Page MenuHomePhabricator

Degraded RAID on db1171
Closed, ResolvedPublic

Description

TASK AUTO-GENERATED by Nagios/Icinga RAID event handler

A degraded RAID (megacli) was detected on host db1171. An automatic snapshot of the current RAID status is attached below.

Please sync with the service owner to find the appropriate time window before actually replacing any failed hardware.

CRITICAL: 1 failed LD(s) (Degraded)

$ sudo /usr/local/lib/nagios/plugins/get-raid-status-megacli
=== RaidStatus (does not include components in optimal state)
name: Adapter #0

	Virtual Drive: 0 (Target Id: 0)
	RAID Level: Primary-1, Secondary-0, RAID Level Qualifier-0
	State: =====> Degraded <=====
	Number Of Drives: 10
	Number of Spans: 1
	Current Cache Policy: WriteBack, ReadAhead, Direct, No Write Cache if Bad BBU

=== RaidStatus completed

Event Timeline

@jcrespo this is a backup source. I would assume you want the disk replaced with a spare, but just tagging you to confirm.

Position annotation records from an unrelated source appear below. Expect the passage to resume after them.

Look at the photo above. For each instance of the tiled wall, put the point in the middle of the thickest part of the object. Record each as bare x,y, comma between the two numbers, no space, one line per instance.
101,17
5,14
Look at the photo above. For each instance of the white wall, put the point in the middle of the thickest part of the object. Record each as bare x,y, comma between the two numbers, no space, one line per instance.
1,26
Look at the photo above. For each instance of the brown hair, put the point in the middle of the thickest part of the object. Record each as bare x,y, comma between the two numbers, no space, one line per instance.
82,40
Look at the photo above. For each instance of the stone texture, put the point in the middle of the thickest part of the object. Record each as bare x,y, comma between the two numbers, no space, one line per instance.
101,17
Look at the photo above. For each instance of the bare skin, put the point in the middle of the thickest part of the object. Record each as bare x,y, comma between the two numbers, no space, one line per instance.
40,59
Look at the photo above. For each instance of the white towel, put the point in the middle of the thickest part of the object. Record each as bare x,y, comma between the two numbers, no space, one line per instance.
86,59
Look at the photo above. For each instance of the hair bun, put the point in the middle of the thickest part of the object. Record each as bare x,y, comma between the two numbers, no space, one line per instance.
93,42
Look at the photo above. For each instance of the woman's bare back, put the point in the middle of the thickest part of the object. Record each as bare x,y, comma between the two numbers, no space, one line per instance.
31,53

Yes, please, dc ops, file a servicing request or help us with a spare here.

@jcrespo can this be swapped at anytime or do we need to schedule?

Go ahead if it doesn't require shutdown. If it requires or it is preferred, just let me know and I will perform it myself right now, will tell you when stopped. Otherwise it can be done at any time.

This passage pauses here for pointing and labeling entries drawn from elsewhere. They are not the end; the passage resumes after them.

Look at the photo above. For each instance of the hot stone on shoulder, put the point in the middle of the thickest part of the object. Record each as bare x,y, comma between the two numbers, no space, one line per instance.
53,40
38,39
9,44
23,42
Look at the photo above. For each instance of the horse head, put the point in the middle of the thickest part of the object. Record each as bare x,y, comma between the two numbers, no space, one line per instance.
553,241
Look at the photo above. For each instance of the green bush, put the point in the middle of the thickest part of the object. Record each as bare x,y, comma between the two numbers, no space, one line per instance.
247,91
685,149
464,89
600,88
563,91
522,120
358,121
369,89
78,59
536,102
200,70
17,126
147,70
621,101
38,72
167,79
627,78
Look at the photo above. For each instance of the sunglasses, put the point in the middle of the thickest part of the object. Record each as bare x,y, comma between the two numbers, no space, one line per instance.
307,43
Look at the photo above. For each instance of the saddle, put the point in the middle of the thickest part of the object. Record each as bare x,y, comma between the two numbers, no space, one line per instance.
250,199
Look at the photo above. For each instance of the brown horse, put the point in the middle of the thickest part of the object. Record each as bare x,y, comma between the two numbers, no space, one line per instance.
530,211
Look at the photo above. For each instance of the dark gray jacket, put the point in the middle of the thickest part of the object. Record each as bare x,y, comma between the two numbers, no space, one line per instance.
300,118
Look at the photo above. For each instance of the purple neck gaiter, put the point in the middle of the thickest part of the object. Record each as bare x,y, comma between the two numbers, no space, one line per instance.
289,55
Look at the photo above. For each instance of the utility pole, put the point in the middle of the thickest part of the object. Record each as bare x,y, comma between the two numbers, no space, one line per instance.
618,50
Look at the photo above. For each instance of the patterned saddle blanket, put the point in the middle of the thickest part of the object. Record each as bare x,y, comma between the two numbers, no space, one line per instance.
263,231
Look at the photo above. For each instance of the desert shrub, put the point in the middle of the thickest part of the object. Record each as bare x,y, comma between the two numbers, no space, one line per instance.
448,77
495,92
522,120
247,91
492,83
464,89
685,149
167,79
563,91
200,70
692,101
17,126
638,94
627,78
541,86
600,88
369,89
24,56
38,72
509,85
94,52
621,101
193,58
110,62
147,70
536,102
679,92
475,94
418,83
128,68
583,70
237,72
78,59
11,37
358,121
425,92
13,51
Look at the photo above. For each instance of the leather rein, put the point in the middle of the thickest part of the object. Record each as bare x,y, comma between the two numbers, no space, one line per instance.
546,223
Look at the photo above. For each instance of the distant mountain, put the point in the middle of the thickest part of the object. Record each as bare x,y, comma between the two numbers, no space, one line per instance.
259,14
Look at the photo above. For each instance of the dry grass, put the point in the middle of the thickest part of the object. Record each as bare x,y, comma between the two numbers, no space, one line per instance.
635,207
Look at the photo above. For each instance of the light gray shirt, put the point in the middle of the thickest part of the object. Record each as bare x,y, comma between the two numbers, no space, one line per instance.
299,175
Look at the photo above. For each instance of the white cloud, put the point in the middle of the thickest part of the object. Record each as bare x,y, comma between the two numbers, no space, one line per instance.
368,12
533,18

@jcrespo This server is out of warranty. I replaced the disk with one from a decommissioned server; the drive was erased prior to installation. No new errors are currently listed, aside from previous ones on the controller from 11/8. The RAID appears healthy, but iDRAC still shows a warning. There are no failed drives, and the rebuild is currently in progress. I will check it again later. Additionally, I updated the iDRAC firmware from version 4.40.00.00 to 7.00.00.182.

I will keep an eye on it until it gets rebuilt, thanks for the quick help. I will also have a look at the warnings.

I saw the warnings, but I see no problem on the logs, other than it detecting your disk change and firmware update. Once the disk rebuild finishes I will do a server restart to see if that clears the warnings.

Idrac is showing SYSTEM IS HEALTHY after rebuilding.

Icinga downtime and Alertmanager silence (ID=efc351b5-c9f2-4bac-808a-7ec10adef598) set by jynus@cumin1003 for 2:00:00 on 1 host(s) and their services with reason: Restart

db1171.eqiad.wmnet